FACTS AND PROCEDURAL HISTORY

¶ 2 The Retirement System1 is a defined benefit plan, as described in 26 U.S.C. § 414(j), that provides retirement benefits to eligible employees of the State of Arizona and participating political subdivisions and subdivision entities. AR.S. §§ 38-711(3), (13) and (23), -712. The City of Chandler (“the City”) participates in the Retirement System. The City also operates an eligible deferred compensation plan, as described in 26 U.S.C. § 457(b) (“Deferred Compensation Plan”).

¶ 3 Marla Paddock is a City employee, as was Mary Wade until she retired; both are members of the Retirement System and the Deferred Compensation Plan. Their annual written employment contracts provided that they were entitled to receive (among other things): a “[sjalary” set at an “annual base” amount; and “annual deferred compensation,” expressed in some years’ contracts as a dollar amount and in other years’ contracts as a percentage of the “base salary.” The City deposited the “annual deferred compensation” into the Deferred Compensation Plan in equal bi-weekly payments.

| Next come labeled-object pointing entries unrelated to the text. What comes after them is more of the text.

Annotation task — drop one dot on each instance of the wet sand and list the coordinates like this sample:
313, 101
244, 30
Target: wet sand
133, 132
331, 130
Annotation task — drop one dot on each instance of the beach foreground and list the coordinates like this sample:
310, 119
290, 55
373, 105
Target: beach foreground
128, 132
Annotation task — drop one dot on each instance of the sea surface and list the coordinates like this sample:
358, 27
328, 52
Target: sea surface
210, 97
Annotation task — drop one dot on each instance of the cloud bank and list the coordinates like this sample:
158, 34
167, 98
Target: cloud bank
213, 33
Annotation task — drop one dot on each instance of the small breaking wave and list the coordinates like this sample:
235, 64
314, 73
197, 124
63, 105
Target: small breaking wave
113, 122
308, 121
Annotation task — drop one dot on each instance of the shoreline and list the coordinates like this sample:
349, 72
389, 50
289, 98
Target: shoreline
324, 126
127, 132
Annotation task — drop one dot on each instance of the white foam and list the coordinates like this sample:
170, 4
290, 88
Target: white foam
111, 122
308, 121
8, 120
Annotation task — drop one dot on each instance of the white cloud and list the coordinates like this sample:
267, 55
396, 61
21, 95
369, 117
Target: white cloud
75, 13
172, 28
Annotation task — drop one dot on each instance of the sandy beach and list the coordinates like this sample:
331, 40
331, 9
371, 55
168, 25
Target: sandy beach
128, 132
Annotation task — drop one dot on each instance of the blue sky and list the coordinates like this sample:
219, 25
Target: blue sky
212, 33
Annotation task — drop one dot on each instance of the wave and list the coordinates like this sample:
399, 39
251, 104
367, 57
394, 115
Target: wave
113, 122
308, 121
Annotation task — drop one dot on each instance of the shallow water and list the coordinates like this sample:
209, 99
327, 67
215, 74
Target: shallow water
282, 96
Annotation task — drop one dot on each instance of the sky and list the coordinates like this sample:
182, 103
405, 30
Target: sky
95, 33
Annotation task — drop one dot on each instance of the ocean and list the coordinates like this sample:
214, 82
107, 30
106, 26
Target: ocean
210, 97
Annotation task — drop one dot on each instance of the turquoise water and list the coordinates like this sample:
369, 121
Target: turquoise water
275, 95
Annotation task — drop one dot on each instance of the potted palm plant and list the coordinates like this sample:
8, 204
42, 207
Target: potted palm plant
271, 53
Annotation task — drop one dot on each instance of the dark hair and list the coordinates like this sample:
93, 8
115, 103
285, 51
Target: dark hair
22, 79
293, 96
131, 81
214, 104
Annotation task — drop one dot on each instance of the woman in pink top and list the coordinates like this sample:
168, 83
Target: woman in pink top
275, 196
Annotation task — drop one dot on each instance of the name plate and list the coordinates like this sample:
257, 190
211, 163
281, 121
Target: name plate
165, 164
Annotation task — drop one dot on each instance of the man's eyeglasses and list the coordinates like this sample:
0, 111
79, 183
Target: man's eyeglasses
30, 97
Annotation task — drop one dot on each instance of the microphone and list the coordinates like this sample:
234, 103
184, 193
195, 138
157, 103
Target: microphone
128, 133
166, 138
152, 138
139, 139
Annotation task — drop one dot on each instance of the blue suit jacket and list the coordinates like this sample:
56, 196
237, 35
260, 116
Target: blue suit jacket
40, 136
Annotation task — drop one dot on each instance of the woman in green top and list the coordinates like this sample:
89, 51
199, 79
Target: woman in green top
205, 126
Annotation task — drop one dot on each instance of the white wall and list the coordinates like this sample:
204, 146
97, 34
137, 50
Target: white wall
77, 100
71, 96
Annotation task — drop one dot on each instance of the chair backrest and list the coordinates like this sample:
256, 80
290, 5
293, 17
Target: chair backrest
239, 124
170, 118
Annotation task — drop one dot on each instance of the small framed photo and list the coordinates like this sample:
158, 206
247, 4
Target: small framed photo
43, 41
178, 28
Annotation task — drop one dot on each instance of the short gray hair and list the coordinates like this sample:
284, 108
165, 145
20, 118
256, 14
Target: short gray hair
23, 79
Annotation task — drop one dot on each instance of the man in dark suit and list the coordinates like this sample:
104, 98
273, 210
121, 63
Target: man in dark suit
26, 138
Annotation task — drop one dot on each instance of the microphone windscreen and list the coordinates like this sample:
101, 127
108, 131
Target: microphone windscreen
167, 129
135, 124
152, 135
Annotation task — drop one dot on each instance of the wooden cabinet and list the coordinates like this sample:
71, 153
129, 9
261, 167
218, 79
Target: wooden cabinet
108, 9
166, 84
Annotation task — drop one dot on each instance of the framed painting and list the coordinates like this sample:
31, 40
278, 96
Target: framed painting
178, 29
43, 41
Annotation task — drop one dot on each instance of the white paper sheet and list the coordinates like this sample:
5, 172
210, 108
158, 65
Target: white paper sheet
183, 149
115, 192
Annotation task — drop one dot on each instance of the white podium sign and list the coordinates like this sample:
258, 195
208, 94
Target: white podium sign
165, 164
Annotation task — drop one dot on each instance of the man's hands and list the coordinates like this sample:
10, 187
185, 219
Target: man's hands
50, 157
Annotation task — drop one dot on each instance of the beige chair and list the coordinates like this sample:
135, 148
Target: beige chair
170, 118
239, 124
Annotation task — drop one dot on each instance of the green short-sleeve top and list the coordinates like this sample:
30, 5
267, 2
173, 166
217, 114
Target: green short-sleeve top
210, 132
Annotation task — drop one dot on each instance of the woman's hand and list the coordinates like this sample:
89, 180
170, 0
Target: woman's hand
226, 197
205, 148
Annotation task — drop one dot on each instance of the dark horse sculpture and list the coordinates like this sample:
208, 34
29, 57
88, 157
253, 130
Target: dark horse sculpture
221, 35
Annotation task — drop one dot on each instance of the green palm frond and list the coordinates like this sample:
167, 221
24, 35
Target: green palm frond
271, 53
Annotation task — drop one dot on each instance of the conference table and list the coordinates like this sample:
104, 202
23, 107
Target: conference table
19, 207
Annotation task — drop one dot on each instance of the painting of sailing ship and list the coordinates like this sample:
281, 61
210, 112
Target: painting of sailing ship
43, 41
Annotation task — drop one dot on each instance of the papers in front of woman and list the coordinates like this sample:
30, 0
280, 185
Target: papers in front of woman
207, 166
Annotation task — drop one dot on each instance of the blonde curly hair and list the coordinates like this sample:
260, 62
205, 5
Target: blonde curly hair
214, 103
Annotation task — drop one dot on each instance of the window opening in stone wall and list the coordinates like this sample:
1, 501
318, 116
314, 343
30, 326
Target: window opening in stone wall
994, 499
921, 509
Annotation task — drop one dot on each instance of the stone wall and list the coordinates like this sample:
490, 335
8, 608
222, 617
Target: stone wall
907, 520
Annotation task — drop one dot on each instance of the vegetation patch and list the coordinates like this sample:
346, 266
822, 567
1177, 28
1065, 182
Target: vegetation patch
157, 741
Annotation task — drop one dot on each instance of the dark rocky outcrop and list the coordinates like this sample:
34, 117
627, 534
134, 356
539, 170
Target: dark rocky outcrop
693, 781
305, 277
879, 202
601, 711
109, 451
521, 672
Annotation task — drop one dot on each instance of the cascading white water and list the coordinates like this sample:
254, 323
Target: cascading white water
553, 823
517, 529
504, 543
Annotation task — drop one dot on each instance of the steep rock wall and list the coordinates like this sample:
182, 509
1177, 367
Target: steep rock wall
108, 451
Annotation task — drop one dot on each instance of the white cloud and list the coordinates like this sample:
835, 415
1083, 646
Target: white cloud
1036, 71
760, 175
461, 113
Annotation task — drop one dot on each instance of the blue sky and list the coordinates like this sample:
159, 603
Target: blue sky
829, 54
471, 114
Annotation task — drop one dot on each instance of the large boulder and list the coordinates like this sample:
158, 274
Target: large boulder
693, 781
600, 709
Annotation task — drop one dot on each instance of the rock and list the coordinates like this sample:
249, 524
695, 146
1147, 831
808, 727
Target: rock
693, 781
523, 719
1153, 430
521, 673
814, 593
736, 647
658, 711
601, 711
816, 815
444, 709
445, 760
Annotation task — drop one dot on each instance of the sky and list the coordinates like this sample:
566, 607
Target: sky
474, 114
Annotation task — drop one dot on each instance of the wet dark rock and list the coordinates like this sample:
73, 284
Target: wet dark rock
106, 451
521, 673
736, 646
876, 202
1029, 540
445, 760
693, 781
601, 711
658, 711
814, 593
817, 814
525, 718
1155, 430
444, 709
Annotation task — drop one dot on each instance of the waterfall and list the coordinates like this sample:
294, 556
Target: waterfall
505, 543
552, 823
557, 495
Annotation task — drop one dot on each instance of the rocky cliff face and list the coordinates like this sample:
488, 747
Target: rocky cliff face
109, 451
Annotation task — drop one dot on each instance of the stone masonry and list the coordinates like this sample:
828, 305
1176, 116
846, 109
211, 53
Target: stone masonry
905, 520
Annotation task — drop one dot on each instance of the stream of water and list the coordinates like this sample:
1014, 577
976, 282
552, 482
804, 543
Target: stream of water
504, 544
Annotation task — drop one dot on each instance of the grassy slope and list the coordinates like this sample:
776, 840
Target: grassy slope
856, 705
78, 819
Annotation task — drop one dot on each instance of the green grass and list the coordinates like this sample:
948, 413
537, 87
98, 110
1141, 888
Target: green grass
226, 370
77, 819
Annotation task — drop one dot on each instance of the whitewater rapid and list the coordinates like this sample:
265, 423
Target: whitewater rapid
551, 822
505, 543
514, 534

¶ 4 Historically, the City included the “annual deferred compensation” in its calcula[266]*266tion of the employees’ annual “compensation” to determine employer and employee contributions to the Retirement System under A.R.S. §§ 38-736(A) and -737(A). In 2011, however, the City ceased this practice based on the advice of a Retirement System employee. Wade and Paddock disputed the changed calculation upon discovering it in late 2012. The City then requested a “more formal opinion” from the Retirement System, and the Retirement System responded by letter that “an employer should not report employer contributions to supplemental defined conti'ibution plans on behalf of its contract employees as compensation for ASRS purposes.”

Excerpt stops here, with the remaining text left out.